Eight Things A Pastor Shouldn’t Do
Just last week, another evangelical superstar bit the dust. His demise? Cavorting with a young woman — not his spouse. His spectacular and scandalous fall from glory is a familiar scene. Pastors are prone to sin. In fact, the devil often pursues pastors harder, because he knows that their downfall makes a big mess. The wake of a fallen pastor is littered with the debris of shattered expectations, disillusioned saints, and disappointed disciples. The world notices, watches, and mocks the Christian faith. Jesus is despised because his followers sin.
It’s time for pastors to take their calling seriously. Here are eight things that a pastor should never do.
1. Act like you can’t sin.
Pastors, like every other human being on the planet, are fallible. If you think you’re above sinning, think again. Paul wrote in 1 Corinthians 10:12, “Let anyone who thinks that he stands, take heed lest he fall.” The first step toward failure is to think you can’t.
2. Counsel alone with the opposite sex.
Whether you’re a man or a woman doesn’t matter. The only person of the opposite gender you should counsel behind closed doors is your spouse. Otherwise, this practice is totally off limits for pastors. When an unmarried man and woman meet in private, regardless of what really happened, others will assume the scandalous. Your testimony and effectiveness will go up in flames.

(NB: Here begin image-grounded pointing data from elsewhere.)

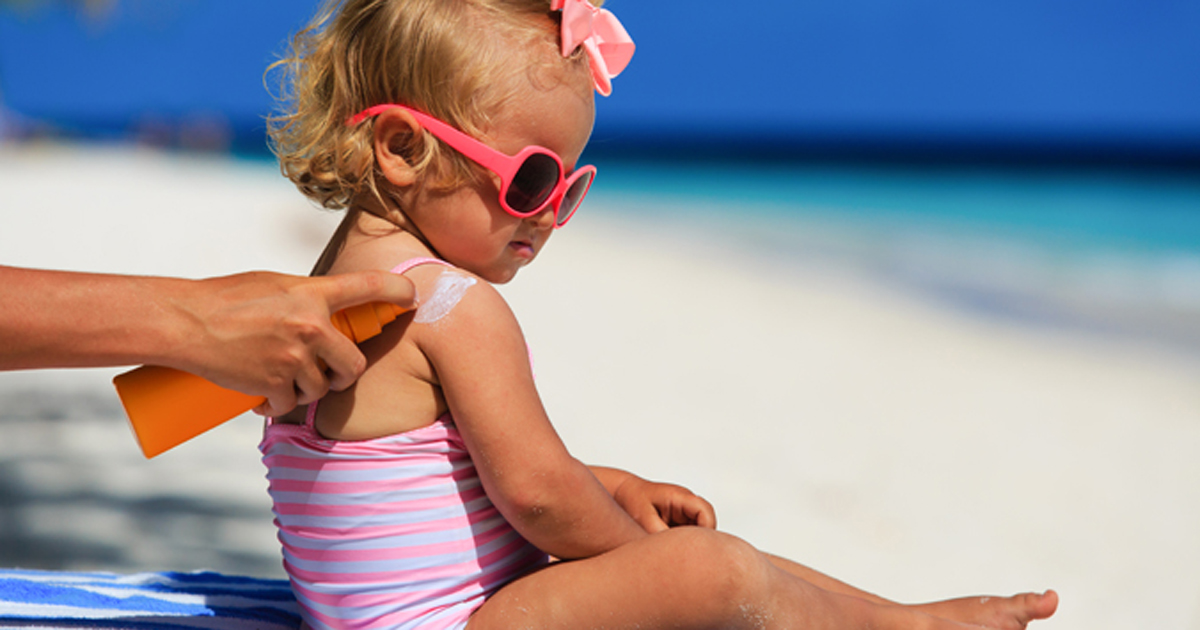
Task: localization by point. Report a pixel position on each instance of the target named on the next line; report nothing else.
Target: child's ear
(394, 142)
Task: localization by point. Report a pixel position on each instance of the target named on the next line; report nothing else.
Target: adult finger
(311, 383)
(343, 361)
(277, 403)
(343, 291)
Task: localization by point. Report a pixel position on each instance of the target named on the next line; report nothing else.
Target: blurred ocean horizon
(1111, 251)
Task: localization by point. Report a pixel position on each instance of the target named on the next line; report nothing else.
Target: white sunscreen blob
(448, 292)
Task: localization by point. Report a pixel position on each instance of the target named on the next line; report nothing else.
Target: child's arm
(655, 507)
(483, 366)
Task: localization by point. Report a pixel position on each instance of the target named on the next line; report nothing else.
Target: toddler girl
(436, 493)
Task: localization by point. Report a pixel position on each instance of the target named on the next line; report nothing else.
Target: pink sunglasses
(531, 180)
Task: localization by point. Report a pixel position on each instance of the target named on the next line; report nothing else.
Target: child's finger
(697, 511)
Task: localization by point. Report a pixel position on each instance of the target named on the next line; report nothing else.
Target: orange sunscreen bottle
(168, 407)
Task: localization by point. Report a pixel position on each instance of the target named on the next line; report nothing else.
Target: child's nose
(544, 220)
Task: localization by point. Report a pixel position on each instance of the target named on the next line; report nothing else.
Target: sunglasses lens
(574, 196)
(533, 183)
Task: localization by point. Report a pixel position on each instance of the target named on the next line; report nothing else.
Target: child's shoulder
(449, 294)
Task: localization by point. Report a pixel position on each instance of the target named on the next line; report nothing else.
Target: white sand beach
(913, 450)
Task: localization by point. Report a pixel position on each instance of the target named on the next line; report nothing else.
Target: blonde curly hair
(447, 58)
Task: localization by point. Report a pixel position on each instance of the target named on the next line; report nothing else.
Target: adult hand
(270, 335)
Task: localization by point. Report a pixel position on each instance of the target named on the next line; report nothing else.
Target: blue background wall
(1071, 77)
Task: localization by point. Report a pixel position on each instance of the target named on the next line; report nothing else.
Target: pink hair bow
(609, 46)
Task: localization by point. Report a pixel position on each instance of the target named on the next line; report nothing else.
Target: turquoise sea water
(1105, 250)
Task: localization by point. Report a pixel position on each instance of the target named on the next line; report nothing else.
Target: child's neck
(376, 243)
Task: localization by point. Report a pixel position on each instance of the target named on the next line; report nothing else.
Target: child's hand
(660, 507)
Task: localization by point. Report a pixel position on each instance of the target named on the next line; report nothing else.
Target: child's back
(432, 491)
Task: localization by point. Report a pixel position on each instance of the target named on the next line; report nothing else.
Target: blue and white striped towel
(53, 600)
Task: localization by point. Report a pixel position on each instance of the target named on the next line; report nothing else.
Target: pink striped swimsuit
(394, 532)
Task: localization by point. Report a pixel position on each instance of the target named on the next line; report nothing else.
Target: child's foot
(1000, 613)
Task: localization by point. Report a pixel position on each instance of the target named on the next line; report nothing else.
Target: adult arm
(261, 334)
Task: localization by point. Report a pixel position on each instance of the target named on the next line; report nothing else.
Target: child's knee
(717, 575)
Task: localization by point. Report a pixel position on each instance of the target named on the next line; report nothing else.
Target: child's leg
(685, 577)
(1001, 613)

3. Be financially motivated.
Near the top of the biblical qualifications for a pastor is this little line: “not a lover of money” (1 Timothy 3:3). When you try to blend money-loving avarice with a people-serving ministry, you have a combination of oil and water. They don’t mix. “You cannot serve God and money.” You’re a pastor, not a profiteering business executive driving for a bigger bottom line.
4. Neglect outreach.
Today’s church is characterized more by in-reach than outreach. Look at the church’s budget, the bulk of our labor, and the majority of our programs. They are not reaching a lost and dying world. Instead, they are providing more comforts, entertainment, feeding, and activity for the in crowd. Kingdom-building doesn’t mean a gym expansion. It means pursuing those who are without, and sharing the life-changing news of Jesus. You should not neglect discipleship of your people, but neither should you neglect God’s command to “make disciples.”
5. Prefer elegant speech rather than Spirit-empowerment.

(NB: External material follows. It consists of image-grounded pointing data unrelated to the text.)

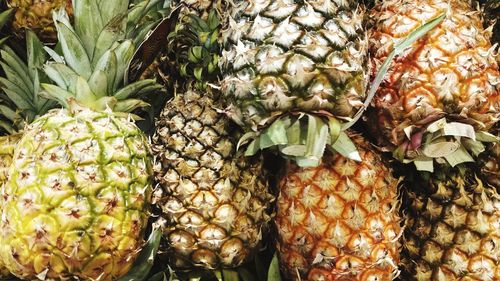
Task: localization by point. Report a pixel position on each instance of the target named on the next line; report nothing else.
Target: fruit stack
(249, 140)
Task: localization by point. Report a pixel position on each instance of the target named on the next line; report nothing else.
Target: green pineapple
(20, 101)
(76, 201)
(37, 16)
(452, 228)
(213, 200)
(294, 71)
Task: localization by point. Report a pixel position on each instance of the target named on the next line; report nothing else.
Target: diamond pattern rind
(452, 71)
(215, 203)
(453, 230)
(76, 203)
(290, 55)
(339, 221)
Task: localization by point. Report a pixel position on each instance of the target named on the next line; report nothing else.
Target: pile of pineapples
(250, 140)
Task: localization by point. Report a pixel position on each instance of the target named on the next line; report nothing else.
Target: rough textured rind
(453, 229)
(76, 202)
(7, 146)
(283, 56)
(37, 16)
(215, 203)
(339, 221)
(450, 72)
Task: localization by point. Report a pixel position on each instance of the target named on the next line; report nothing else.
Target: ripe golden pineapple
(489, 161)
(339, 221)
(286, 58)
(37, 16)
(492, 16)
(76, 201)
(450, 73)
(20, 103)
(214, 201)
(452, 231)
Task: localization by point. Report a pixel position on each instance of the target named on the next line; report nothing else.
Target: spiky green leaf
(74, 52)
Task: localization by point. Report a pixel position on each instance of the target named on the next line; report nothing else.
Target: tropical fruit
(75, 204)
(213, 200)
(442, 95)
(19, 102)
(491, 9)
(452, 231)
(287, 59)
(489, 161)
(339, 220)
(37, 16)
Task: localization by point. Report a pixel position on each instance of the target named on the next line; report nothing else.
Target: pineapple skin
(453, 228)
(451, 72)
(7, 145)
(214, 202)
(37, 16)
(76, 202)
(339, 221)
(288, 56)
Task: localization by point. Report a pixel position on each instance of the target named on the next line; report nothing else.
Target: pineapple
(37, 16)
(339, 221)
(214, 202)
(492, 11)
(21, 103)
(75, 204)
(489, 161)
(452, 232)
(165, 65)
(443, 94)
(286, 59)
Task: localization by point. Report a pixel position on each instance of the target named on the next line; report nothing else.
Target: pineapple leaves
(62, 75)
(302, 138)
(230, 275)
(108, 64)
(74, 52)
(111, 33)
(346, 147)
(56, 93)
(88, 23)
(16, 70)
(452, 142)
(5, 16)
(398, 49)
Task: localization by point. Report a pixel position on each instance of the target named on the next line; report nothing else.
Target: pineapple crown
(96, 54)
(22, 85)
(196, 46)
(20, 103)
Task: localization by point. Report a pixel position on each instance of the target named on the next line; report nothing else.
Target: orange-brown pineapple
(339, 221)
(451, 72)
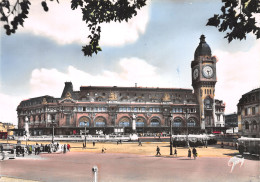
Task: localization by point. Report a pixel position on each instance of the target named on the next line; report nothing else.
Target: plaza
(130, 162)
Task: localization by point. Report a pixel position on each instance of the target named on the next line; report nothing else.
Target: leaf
(214, 21)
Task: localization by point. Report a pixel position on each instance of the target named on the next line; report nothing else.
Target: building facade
(131, 109)
(248, 111)
(6, 128)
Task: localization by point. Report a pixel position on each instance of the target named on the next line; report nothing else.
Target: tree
(237, 19)
(94, 12)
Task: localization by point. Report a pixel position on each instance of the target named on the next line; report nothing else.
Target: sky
(153, 49)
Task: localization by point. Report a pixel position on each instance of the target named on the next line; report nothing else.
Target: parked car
(8, 151)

Part of the job description for most pastors is speaking — a lot. Too many pastors, unfortunately, prefer cute phrases, cliché platitudes, and scripted one-liners rather than reliance upon the Spirit for power and anointing. True power comes when we admit our weakness and self-forgetfully fall into the presence of the Spirit. Your words don’t build the church, save a soul, or rescue a sinner. That takes the Spirit’s power alone.

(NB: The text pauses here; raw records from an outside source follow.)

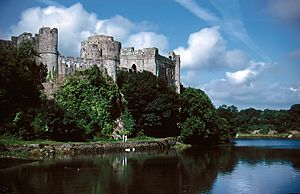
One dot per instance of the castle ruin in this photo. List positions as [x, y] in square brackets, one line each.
[103, 51]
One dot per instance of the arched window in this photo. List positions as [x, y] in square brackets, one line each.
[133, 67]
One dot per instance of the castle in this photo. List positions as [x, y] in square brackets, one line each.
[100, 50]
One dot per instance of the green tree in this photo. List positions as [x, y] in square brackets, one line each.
[89, 101]
[200, 123]
[21, 81]
[153, 104]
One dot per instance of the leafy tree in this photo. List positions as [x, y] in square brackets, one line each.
[20, 86]
[200, 123]
[89, 101]
[229, 113]
[153, 104]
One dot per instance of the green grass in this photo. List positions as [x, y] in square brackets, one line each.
[14, 140]
[181, 146]
[250, 135]
[13, 154]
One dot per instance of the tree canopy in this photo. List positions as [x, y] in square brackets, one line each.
[153, 104]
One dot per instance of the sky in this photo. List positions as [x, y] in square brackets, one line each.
[240, 52]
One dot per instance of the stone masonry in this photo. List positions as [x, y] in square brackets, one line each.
[102, 51]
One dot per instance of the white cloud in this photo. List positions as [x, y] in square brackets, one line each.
[75, 24]
[245, 89]
[200, 12]
[229, 18]
[248, 74]
[295, 54]
[148, 39]
[207, 48]
[285, 9]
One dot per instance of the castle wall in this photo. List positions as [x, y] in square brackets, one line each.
[141, 59]
[100, 46]
[47, 43]
[102, 51]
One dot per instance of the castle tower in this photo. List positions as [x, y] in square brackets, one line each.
[176, 59]
[47, 42]
[103, 48]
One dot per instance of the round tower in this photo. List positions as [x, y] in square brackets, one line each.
[100, 46]
[47, 42]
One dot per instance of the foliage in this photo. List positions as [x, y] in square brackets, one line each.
[128, 121]
[199, 122]
[249, 120]
[153, 104]
[89, 100]
[20, 85]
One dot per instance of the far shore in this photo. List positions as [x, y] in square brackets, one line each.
[49, 149]
[258, 136]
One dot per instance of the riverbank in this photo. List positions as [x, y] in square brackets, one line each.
[279, 135]
[49, 149]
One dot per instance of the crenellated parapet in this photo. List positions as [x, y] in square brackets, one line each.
[100, 50]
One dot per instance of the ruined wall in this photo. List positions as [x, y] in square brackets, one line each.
[150, 60]
[46, 44]
[68, 65]
[102, 51]
[99, 46]
[141, 59]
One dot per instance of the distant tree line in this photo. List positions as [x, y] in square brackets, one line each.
[87, 105]
[262, 121]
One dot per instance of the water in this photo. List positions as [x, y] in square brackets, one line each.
[250, 166]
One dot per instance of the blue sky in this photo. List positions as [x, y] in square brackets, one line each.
[245, 53]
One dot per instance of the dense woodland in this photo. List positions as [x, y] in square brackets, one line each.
[87, 105]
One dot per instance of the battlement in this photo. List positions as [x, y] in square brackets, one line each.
[48, 30]
[142, 52]
[101, 38]
[103, 51]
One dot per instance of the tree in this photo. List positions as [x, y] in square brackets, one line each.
[89, 100]
[229, 113]
[21, 81]
[200, 123]
[153, 104]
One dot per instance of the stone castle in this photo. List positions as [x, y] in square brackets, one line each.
[103, 51]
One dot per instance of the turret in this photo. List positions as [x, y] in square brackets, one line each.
[47, 42]
[176, 59]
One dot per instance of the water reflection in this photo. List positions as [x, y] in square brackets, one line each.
[203, 170]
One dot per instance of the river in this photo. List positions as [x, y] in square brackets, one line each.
[249, 166]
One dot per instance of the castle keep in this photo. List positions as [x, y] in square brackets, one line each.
[103, 51]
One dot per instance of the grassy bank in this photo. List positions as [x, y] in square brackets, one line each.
[12, 140]
[279, 135]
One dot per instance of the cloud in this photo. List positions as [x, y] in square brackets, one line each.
[147, 39]
[207, 48]
[245, 75]
[230, 20]
[200, 12]
[245, 88]
[236, 79]
[75, 24]
[295, 54]
[285, 9]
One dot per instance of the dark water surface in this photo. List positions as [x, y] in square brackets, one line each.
[250, 166]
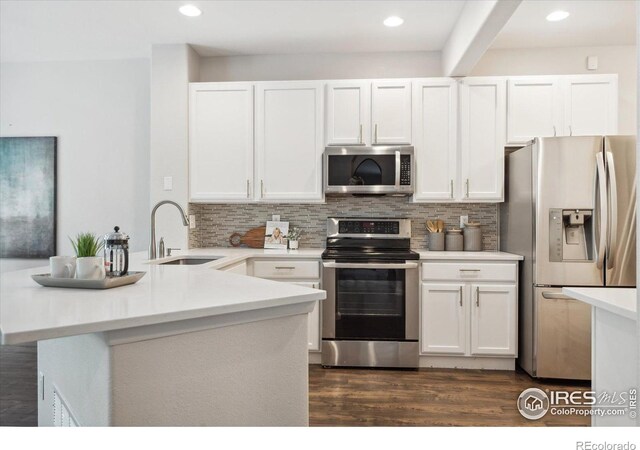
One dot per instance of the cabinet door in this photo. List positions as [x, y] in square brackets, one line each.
[314, 321]
[590, 105]
[348, 113]
[289, 141]
[534, 108]
[493, 320]
[391, 112]
[434, 138]
[443, 322]
[220, 141]
[482, 138]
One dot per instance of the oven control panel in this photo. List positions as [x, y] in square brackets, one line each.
[368, 227]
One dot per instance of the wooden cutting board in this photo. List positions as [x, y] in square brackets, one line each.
[253, 238]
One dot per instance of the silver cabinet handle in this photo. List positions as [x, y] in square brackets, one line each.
[555, 296]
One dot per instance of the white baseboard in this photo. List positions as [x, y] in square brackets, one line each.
[466, 362]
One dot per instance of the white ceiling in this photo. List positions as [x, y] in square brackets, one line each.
[72, 30]
[67, 30]
[591, 23]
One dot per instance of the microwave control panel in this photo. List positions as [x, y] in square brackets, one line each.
[405, 170]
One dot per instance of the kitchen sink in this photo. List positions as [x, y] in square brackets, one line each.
[189, 261]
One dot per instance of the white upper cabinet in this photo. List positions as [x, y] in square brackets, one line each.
[482, 138]
[590, 105]
[289, 141]
[348, 112]
[220, 141]
[434, 118]
[564, 105]
[493, 320]
[534, 108]
[391, 112]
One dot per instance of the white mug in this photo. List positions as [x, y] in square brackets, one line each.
[62, 266]
[90, 268]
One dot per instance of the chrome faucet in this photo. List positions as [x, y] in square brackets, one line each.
[152, 245]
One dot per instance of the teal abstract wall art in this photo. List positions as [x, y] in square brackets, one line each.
[27, 197]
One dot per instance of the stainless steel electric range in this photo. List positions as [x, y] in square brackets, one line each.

6. Promote pet-positions over biblical truth.
Nearly every pastor has one — or two…or ten. It’s that pet position that you feel strongly, hold dearly, and talk about constantly. But is your cuddly pet position truly biblical? Is it rooted and grounded in God’s Word? Watch yourself here. As we head into election season, leave your Republican Party or Democratic Party membership at the church door. Lay aside your denominational label, doctrinal distinctive, or preferred music style. Preach Christ, not your pet fad. Preach the Bible, not your bias. Preach the whole counsel of God, not a tangential aspect of systematic theology. Get back to what really matters.
7. Travel by yourself without accountability.
When pastors fall, it is often when they escape the confines of their home turf and travel. Pastors may feel the tug of adult video-on-demand in a solitary hotel room, or the nearby red-light district of a downtown locale. When you travel, whether it’s to a conference or a speaking engagement, make sure you bring a travel companion, ideally your spouse. You’re not above sin, and you need protection.
8. Stop praying.
You are mere mortal, even if some people think you’re a spiritual superman. Just because you preach doesn’t mean your struggle with sin is over. Just because you’re a pastor doesn’t mean you have it all together. You are a leader, and you must safeguard your heart, mind, and spirit. Never stop praying. Remember your calling! Your calling is a glorious one, and with this huge blessing comes huge responsibility! Stay close to God!
The world craves the example of genuine Jesus-followers. What we need is not more pretend religion. What we need is the raw, unadulterated word of God proclaimed by men and women who live it out on a daily basis. If you value your calling, love your people, and adore Jesus Christ, take heed unto yourself and your doctrine (1 Timothy 4:16).
The pastoral calling is full of pitfalls. There are dangers at every turn. There are perils to avoid. Your calling demands caution. It is no easy task.
But God delights in giving grace. He finds pleasure in showering us with mercy. He rejoices in giving us strength. He provides power and wisdom without holding back. God is your source of refuge, strength, and might. As you stand by him in faith, He will defend you with his grace. Trust in our mighty God, and you will stand fast!